Category: Lifestyle, Health and Wellness, Sex and Relationships

HOW2
Want to learn to play guitar? Fix an airplane engine? Slip your mind and body into one of our over 400,000 avatars and you can do anything.
Category: Lifestyle, Self-Improvement

I LOVE YOUR BRAIN
Fully customized biofeedback scans, reports and filters. No more dating sites — simply set up your social filters (interests, desires, medical history, personality types, etc.) and look around.
Category: Sex and Relationships, Dating

MY SPIRIT ANIMAL
Need help navigating the world around you?
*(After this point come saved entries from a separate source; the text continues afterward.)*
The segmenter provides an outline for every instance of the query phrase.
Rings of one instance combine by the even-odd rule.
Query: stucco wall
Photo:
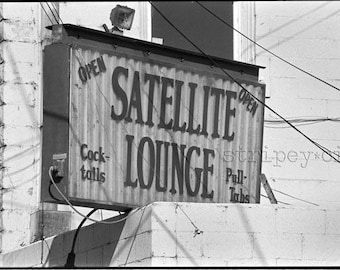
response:
[[[340,209],[153,203],[79,233],[76,266],[336,266]],[[2,266],[64,266],[74,231],[2,255]],[[43,253],[42,253],[43,247]]]

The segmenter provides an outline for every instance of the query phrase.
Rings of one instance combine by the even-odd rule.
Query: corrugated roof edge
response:
[[[47,26],[46,28],[52,30],[54,25]],[[57,26],[57,25],[56,25]],[[73,24],[63,24],[62,25],[67,32],[68,36],[74,36],[76,38],[85,38],[89,40],[99,41],[108,44],[116,44],[132,48],[135,50],[150,51],[151,53],[165,55],[173,58],[183,58],[185,60],[198,62],[201,64],[215,66],[209,58],[202,55],[201,53],[196,53],[188,50],[178,49],[166,45],[160,45],[157,43],[152,43],[140,39],[134,39],[130,37],[115,35],[112,33],[106,33],[104,31],[99,31],[96,29],[86,28],[83,26],[73,25]],[[263,66],[257,66],[253,64],[243,63],[239,61],[224,59],[216,56],[209,55],[220,67],[244,72],[254,76],[258,76],[258,70],[260,68],[265,68]]]

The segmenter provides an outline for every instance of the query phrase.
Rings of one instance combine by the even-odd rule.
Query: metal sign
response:
[[[138,48],[55,44],[46,57],[53,46],[68,55],[68,137],[56,140],[67,141],[60,184],[72,202],[259,201],[263,106],[252,95],[264,101],[263,85],[227,70],[246,91],[216,67]]]

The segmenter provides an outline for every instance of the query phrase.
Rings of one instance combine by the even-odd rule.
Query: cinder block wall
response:
[[[1,5],[1,248],[9,251],[29,243],[30,213],[39,207],[41,16],[39,3]]]
[[[337,266],[340,209],[153,203],[84,227],[76,266]],[[2,266],[64,266],[74,231],[2,255]],[[43,249],[42,249],[43,247]]]
[[[254,39],[299,68],[340,88],[340,23],[337,1],[253,2]],[[245,17],[243,17],[245,19]],[[339,117],[340,92],[255,46],[255,62],[265,66],[266,104],[288,120]],[[265,119],[278,116],[266,110]],[[294,122],[312,140],[339,155],[336,121]],[[340,164],[287,124],[265,122],[262,170],[278,200],[290,204],[339,206]],[[265,194],[265,193],[264,193]],[[295,197],[295,198],[294,198]],[[302,199],[298,200],[296,198]],[[305,200],[305,201],[303,201]],[[310,204],[312,205],[312,204]]]
[[[47,213],[45,236],[52,231],[47,227],[53,218],[48,220],[48,216],[57,210],[71,210],[40,203],[43,49],[51,43],[51,31],[45,27],[59,23],[59,15],[64,23],[86,21],[88,26],[102,29],[102,23],[110,22],[110,7],[119,3],[0,3],[0,252],[41,238],[42,221],[37,217],[42,208]],[[144,19],[150,15],[146,6],[133,3],[137,10],[133,34],[151,40],[150,20]],[[81,220],[74,214],[70,219],[65,224],[71,228]],[[60,232],[65,224],[54,225],[53,230]]]

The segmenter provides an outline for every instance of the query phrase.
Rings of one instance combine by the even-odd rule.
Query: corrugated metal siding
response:
[[[91,79],[83,83],[78,75],[80,66],[90,63],[97,57],[103,56],[107,70],[98,76],[91,76]],[[256,182],[260,173],[261,163],[261,145],[262,145],[262,125],[263,125],[263,106],[258,104],[257,111],[252,116],[246,110],[246,105],[238,101],[240,87],[225,76],[213,73],[207,70],[200,70],[196,67],[193,69],[181,68],[175,65],[164,65],[157,61],[144,62],[140,59],[132,57],[127,58],[123,54],[100,54],[97,51],[90,49],[76,48],[71,49],[71,102],[70,102],[70,175],[69,175],[69,191],[68,195],[74,200],[82,199],[89,202],[102,204],[127,204],[127,205],[145,205],[152,201],[188,201],[188,202],[230,202],[229,187],[235,184],[226,183],[226,168],[232,168],[234,173],[237,170],[243,170],[245,182],[243,184],[243,192],[250,194],[250,202],[255,202],[256,197]],[[182,97],[180,100],[180,126],[185,121],[188,126],[189,119],[189,101],[190,91],[189,82],[198,84],[195,92],[195,107],[194,107],[194,128],[201,124],[203,118],[203,102],[204,91],[203,86],[222,88],[236,92],[237,99],[231,102],[231,108],[235,107],[236,116],[231,117],[232,131],[235,132],[234,140],[228,142],[221,137],[224,134],[224,117],[226,98],[221,98],[219,107],[219,134],[220,138],[212,138],[213,130],[213,114],[215,110],[215,98],[209,97],[208,106],[208,121],[207,131],[208,136],[190,135],[187,132],[174,132],[171,130],[160,129],[157,127],[160,115],[161,103],[161,86],[155,87],[153,98],[153,123],[152,128],[147,125],[135,123],[136,110],[132,110],[133,121],[126,122],[125,120],[116,121],[111,118],[111,106],[114,105],[115,110],[120,112],[121,102],[117,99],[112,90],[112,72],[115,67],[122,66],[128,68],[128,80],[124,77],[120,78],[119,84],[126,91],[128,100],[130,101],[131,87],[133,83],[133,74],[138,71],[140,74],[140,90],[142,100],[142,115],[144,122],[147,119],[148,113],[148,92],[149,83],[144,83],[144,74],[153,74],[160,77],[168,77],[174,80],[183,81]],[[257,98],[263,100],[263,87],[258,84],[244,84],[244,86],[253,93]],[[166,120],[174,119],[175,106],[175,91],[168,89],[168,96],[172,96],[172,105],[166,106]],[[132,144],[132,160],[131,160],[131,179],[137,179],[137,152],[141,138],[147,136],[153,141],[156,151],[156,140],[164,142],[175,142],[178,145],[186,145],[185,154],[190,146],[200,148],[200,156],[193,154],[191,160],[190,178],[194,181],[196,167],[203,167],[203,148],[212,149],[215,152],[215,157],[210,157],[209,165],[213,164],[213,174],[208,173],[208,191],[214,190],[212,199],[202,198],[202,184],[200,191],[195,197],[191,197],[186,192],[184,183],[183,195],[178,193],[178,182],[176,180],[176,194],[171,194],[172,175],[171,175],[171,146],[168,153],[168,168],[164,164],[164,145],[161,155],[161,183],[164,180],[164,174],[167,171],[168,188],[165,192],[159,192],[155,189],[155,175],[153,184],[150,189],[142,189],[138,183],[137,187],[124,186],[127,173],[127,141],[126,135],[133,135],[134,141]],[[80,146],[87,144],[88,149],[98,151],[99,147],[103,148],[105,156],[109,156],[105,163],[97,161],[83,161],[80,155]],[[245,152],[235,152],[245,151]],[[242,161],[245,156],[252,159],[252,155],[257,155],[255,159]],[[156,159],[156,163],[158,160]],[[149,154],[144,150],[144,181],[149,173]],[[105,172],[106,180],[101,183],[98,181],[82,180],[81,167],[86,168],[96,167],[101,172]],[[202,181],[202,174],[201,174]],[[138,182],[138,181],[137,181]],[[193,183],[193,182],[192,182]],[[240,185],[236,185],[240,186]]]

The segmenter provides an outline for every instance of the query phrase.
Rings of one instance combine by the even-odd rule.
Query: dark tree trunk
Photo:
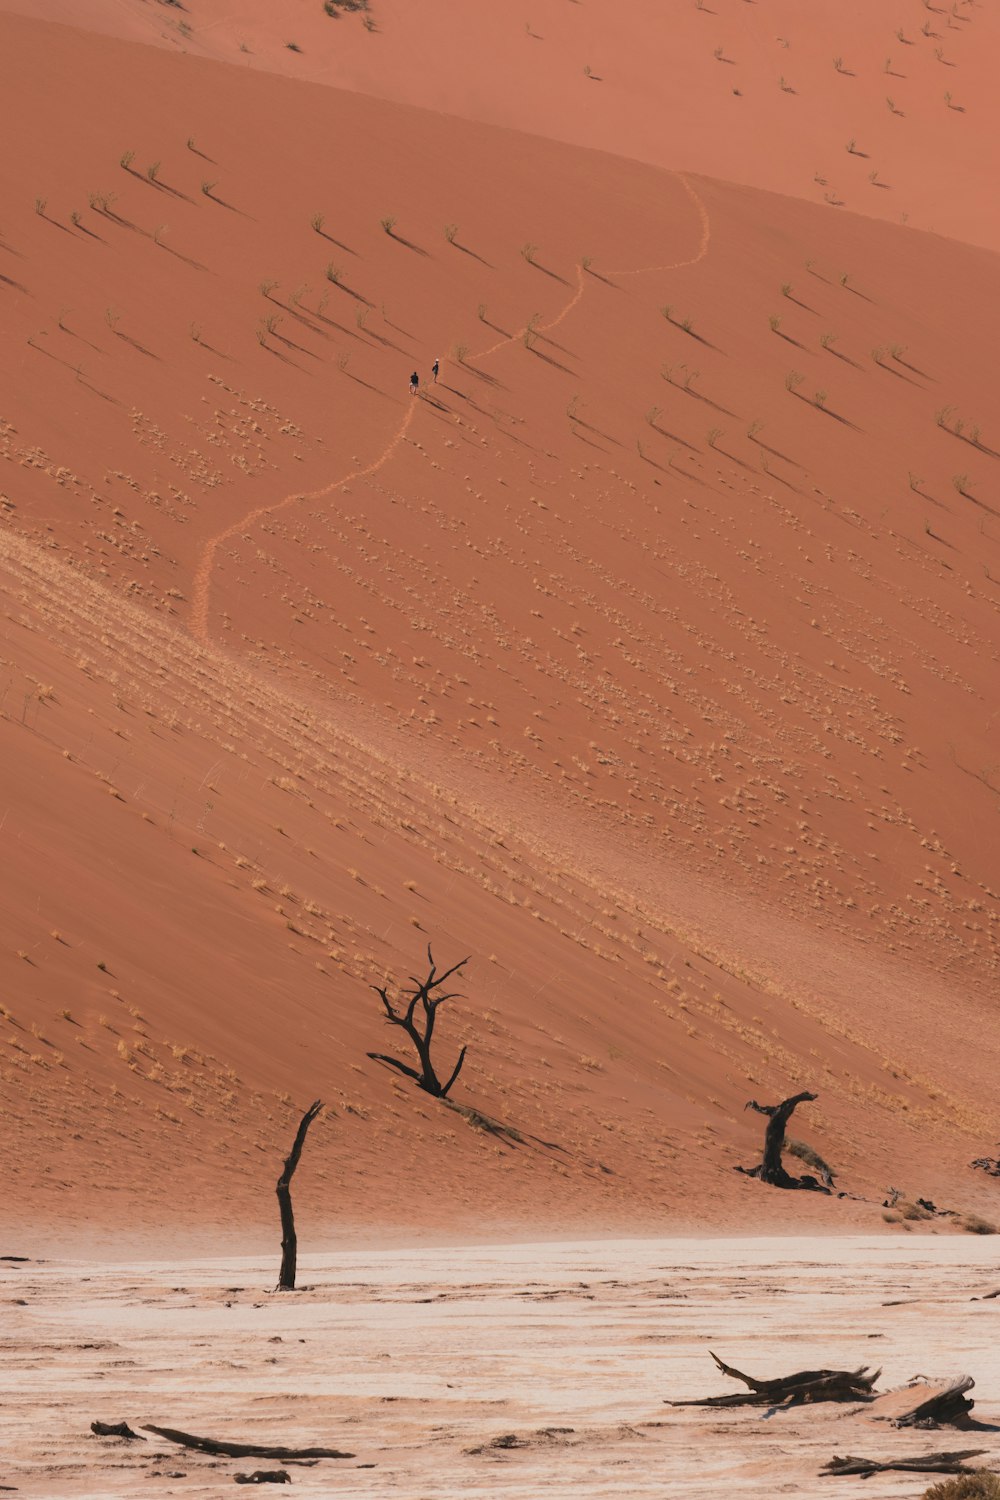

Select a spirit guide at random or based on your personal algorithm and watch them appear before your very eyes.
Category:  Nature, Spirituality, Lifestyle

DOSHA DASHBOARD
Real-time measurement of your mind-body balance, based on the universal elements and the 6,000 year-old practice of Ayurveda.
Category: Health and Wellness, Spirituality

BIG MIND [CURRENTLY IN BETA]
Access the planet’s knowledge stores and plug into the world consciousness. A direct uplink to Gaia. Speak to your ancestors, chat with your friends!